# What will we get?



## K10sal (May 16, 2020)

I’m sure there is a lot of fun in just waiting to see what the babies look like, but I’m just not that patient. Also, I’m hoping to be able to identify babies and sex them by eye when possible. I have a buff Cochin bantam roo, and I have 6 ladies with whom he mingles. Looks like I’ve got eggs from all of them that are fertile. Can anyone tell me why coloring to expect and if there are any sex link traits in these crosses? I believe that size can vary and will likely be a combination of both bird sizes, so in most of my combos, I’m expecting medium sized offspring (except for my bantam hen’s offspring). Cochin feathering...is that hit or miss? I believe I read that it’s a dominant trait and is passed down to at least 50% of the offspring, so some may have it while others don’t? Only guarantee would be my Cochin bantam hen, right? Main issue is I cannot have any more Roos...

cuckoo Marans x buff Cochin bantam: I believe I read that unless my roo is barred, my cuckoo marans can only pass her barring onto male offspring. So if these babies are all black, then does that mean I’ve got pullets?
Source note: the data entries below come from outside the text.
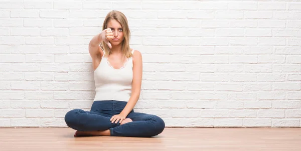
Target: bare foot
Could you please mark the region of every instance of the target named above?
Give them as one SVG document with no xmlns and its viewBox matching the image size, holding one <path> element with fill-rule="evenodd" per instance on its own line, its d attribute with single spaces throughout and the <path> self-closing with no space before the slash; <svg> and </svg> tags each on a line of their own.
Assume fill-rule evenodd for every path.
<svg viewBox="0 0 301 151">
<path fill-rule="evenodd" d="M 107 129 L 103 131 L 82 131 L 77 130 L 74 134 L 74 136 L 110 136 L 110 129 Z"/>
<path fill-rule="evenodd" d="M 120 125 L 132 121 L 133 121 L 133 120 L 131 120 L 131 119 L 129 118 L 126 118 L 122 120 L 122 122 L 120 123 Z"/>
</svg>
black australorp x buff Cochin bantam: I’m assuming a medium sized black offspring with nothing sex linked and maybe feathered feet?

white leghorn x buff Cochin bantam

Sicilian buttercup x buff Cochin bantam

ameracauna x buff Cochin bantam

RIR x buff Cochin bantam

partridge Cochin bantam x buff Cochin bantam


----------



## robin416 (Sep 8, 2013)

While I would love to be able to say this is what you'll get, there's no way I can. And I'm not sure anyone else can either. There are color genes in most breeds that are not expressed until that gene is made dominate by a mating of another with that same gene. 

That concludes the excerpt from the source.